Negative;By the node to end up positioned at all pattern keywords it is corresponding be not that to be revised as the node corresponding for the base values of initial value
The negative of base values.
Further, in the construction device of above-mentioned AC automatic machines provided in an embodiment of the present invention, module 20 is established, specifically
For carrying out Chinese character numbering in the following manner to the whole Chinese characters included in all pattern keywords:Information exchange encoding of chinese characters
Character set GB2312, Chinese Internal Code Specification GBK, Big5 BIG5 or 8 general format transformation UTF-8.
Based on same inventive concept, the embodiment of the present invention additionally provides a kind of Chinese multi-mode matching device, due to the dress
It is similar to a kind of foregoing Chinese multi-model matching method to put the principle solved the problems, such as, therefore the implementation of the device may refer to method
Implementation, overlaps will not be repeated.
Specifically, a kind of Chinese multi-mode matching device provided in an embodiment of the present invention, as shown in figure 11, can specifically wrap
Include:
Scan module 100, waits to locate for scanning through and through using above-mentioned AC automatic machines provided in an embodiment of the present invention
Manage text;
Statistical module 200, for counting the number that all pattern keywords occur in pending text.

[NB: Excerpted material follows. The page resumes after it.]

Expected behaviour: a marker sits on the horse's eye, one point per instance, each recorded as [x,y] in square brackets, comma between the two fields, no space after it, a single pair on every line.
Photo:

It should be understood by those skilled in the art that, embodiments herein can be provided as method, system or computer program
Product.Therefore, the application can use the reality in terms of complete hardware embodiment, complete software embodiment or combination software and hardware
Apply the form of example.Moreover, the application can use the computer for wherein including computer usable program code in one or more
The shape for the computer program product that usable storage medium is implemented on (including but not limited to magnetic disk storage and optical memory etc.)
Formula.
The application is with reference to the flow according to the method for the embodiment of the present application, equipment (system) and computer program product
Figure and/or block diagram describe.It should be understood that it can be realized by computer program instructions every first-class in flowchart and/or the block diagram
The combination of flow and/or square frame in journey and/or square frame and flowchart and/or the block diagram.These computer programs can be provided
The processors of all-purpose computer, special purpose computer, Embedded Processor or other programmable data processing devices is instructed to produce
A raw machine so that the instruction performed by computer or the processor of other programmable data processing devices, which produces, to be used in fact
The device for the function of being specified in present one flow of flow chart or one square frame of multiple flows and/or block diagram or multiple square frames.

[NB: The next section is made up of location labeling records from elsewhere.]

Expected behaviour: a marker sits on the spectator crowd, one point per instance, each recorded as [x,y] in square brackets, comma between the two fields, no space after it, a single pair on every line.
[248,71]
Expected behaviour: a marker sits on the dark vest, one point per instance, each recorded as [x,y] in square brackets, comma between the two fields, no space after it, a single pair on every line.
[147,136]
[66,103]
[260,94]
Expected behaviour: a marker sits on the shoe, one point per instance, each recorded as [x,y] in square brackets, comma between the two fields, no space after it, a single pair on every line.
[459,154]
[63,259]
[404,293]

These computer program instructions, which may also be stored in, can guide computer or other programmable data processing devices with spy
Determine in the computer-readable memory that mode works so that the instruction being stored in the computer-readable memory, which produces, to be included referring to
Make the manufacture of device, the command device realize in one flow of flow chart or multiple flows and/or one square frame of block diagram or
The function of being specified in multiple square frames.

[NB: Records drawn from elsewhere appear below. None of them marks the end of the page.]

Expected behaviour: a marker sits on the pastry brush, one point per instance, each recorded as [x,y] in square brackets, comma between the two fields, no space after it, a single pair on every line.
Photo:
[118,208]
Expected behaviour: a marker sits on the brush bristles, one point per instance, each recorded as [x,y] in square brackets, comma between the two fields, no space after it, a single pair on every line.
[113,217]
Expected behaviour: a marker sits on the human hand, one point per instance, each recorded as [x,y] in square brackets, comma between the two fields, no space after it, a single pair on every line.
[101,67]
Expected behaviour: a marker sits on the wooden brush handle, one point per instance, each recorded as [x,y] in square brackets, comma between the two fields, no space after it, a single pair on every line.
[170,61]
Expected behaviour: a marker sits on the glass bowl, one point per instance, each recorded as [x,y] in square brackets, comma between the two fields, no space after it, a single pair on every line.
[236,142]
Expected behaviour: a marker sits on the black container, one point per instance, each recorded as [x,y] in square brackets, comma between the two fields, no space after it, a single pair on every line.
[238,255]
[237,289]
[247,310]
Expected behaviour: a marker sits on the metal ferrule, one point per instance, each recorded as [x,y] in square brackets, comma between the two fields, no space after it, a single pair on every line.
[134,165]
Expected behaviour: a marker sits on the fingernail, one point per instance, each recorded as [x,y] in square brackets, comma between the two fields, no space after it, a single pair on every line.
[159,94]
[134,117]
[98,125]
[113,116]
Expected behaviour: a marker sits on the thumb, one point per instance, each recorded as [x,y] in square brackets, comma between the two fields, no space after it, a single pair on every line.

These computer program instructions can be also loaded into computer or other programmable data processing devices so that counted
Series of operation steps is performed on calculation machine or other programmable devices to produce computer implemented processing, thus in computer or
The instruction performed on other programmable devices is provided and is used for realization in one flow of flow chart or multiple flows and/or block diagram one
The step of function of being specified in a square frame or multiple square frames.
Although preferred embodiments of the present invention have been described, but those skilled in the art once know basic creation
Property concept, then can make these embodiments other change and modification.So appended claims be intended to be construed to include it is excellent
Select embodiment and fall into all change and modification of the scope of the invention.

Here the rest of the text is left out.